Da allora Fran Lebowitz ha smesso di scrivere ( o meglio, di pubblicare: almeno fino al 1994 pare abbia lavorato a un romanzo, rimasto però incompiuto) e si è espressa – nonché guadagnata da vivere – parlando in pubblico, come l’altra sera agli Arcimboldi. Del resto la tradizione degli scrittori americani che tengono conferenze, specie se umoristi, ha radici profonde e prestigiose: Mark Twain era talmente richiesto e abile nell’arte oratoria che non è peregrino sostenere che sia stato persino un antesignano della stand- up comedy. Anche Fran Lebowitz ha molto in comune con la tradizione della stand- up: la sua è una comicità osservazionale – per lo più si ride del giudizio sferzante che lei ha degli altri e delle loro manifestazioni sociali – ma il suo sarcasmo non risparmia nemmeno sé stessa ( nel parlare di ciò che la gente eredita quando muoiono i genitori, «chi una casa in Connecticut, chi un appartamento a Manhattan», ha chiosato dicendo «quando mio padre è morto mi ha lasciato mia madre»).

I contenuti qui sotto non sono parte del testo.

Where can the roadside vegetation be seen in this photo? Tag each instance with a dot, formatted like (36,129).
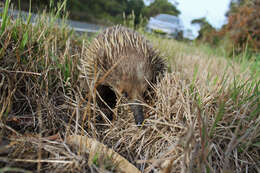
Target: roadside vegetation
(205,117)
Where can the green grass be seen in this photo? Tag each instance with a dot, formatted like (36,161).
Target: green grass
(206,109)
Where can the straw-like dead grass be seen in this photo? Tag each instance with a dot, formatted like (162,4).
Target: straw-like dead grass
(205,117)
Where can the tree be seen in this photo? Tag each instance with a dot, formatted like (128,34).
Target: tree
(160,6)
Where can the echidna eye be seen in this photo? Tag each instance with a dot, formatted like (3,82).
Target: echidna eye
(125,94)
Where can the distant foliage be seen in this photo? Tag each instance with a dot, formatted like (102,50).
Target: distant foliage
(243,27)
(207,32)
(160,6)
(105,12)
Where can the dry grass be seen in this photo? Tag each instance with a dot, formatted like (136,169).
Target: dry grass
(205,117)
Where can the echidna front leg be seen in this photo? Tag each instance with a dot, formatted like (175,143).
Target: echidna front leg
(137,110)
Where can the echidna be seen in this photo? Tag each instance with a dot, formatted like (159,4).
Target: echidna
(123,60)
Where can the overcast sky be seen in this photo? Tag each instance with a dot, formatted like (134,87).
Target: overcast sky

Ma Fran Lebowitz non è una stand- up comedian; è una scrittrice. Una scrittrice che però ama parlare piuttosto che scrivere. Risultato: ogni domanda che le veniva posta sul palco diventava l’innesco, talvolta il pretesto, per un corsivo, un elzeviro, un aforisma ( «È bello essere bambini quando si è adulti»), un editoriale ( «Non ho paura dell’Intelligenza Artificiale. Ho paura dell’intelligenza umana»), un vero e proprio saggio o un personal issue(come quando ha raccontato di quella volta che durante un volo Roma-Parigi è morto un passeggero, e il suo vicino a disagio ha chiesto di poter cambiare posto, al che Fran Lebowitz si è offerta subito volontaria e quello è stato il miglior viaggio della sua vita, il morto il miglior vicino di posto che abbia mai avuto). Il tutto orale; scritto benissimo anche se a voce. Non so se sia più divertente il fatto che Fran Lebowitz ci detesti o che a noi piaccia essere detestati da lei: so solo che la sua misantropia è saggia ed esilarante, e che noi non facciamo che darle motivo per odiarci, come nella parte finale dello show, quella delle domande dal pubblico( rigorosamente senza microfono per sadico volere dell’autrice-star). In quei 45 minuti il pubblico ha cercato la sua ribalta: in primis mostrando di sapere l’inglese, poi di aver fatto il classico ( una ragazza azzarda una domanda presuntuosissima citando Luigi Pirandello). Ma ogni domanda è oscurata dalla risposta – anche perché è l’unica cosa udibile. Al termine, esclusivissimo after party al ristorante dell’Emporio Armani, dove il sottoscritto è stato invitato evidentemente per errore. Ma era facile imbucarsi: bastava dire di essere uno dei + 7 di Oliviero Toscani – il quale non si è presentato, né si sono palesati i suoi accompagnatori; e almeno due persone che conosco le ho viste entrare così. Povera Fran Lebowitz: negli anni 70 partecipava a New York a feste iconiche in compagnia di gente come Andy Warhol; oggi, a Milano, si ritrova in compagnia mia e di falsi accompagnatori di Oliviero Toscani. Poi dici perché è una misantropa.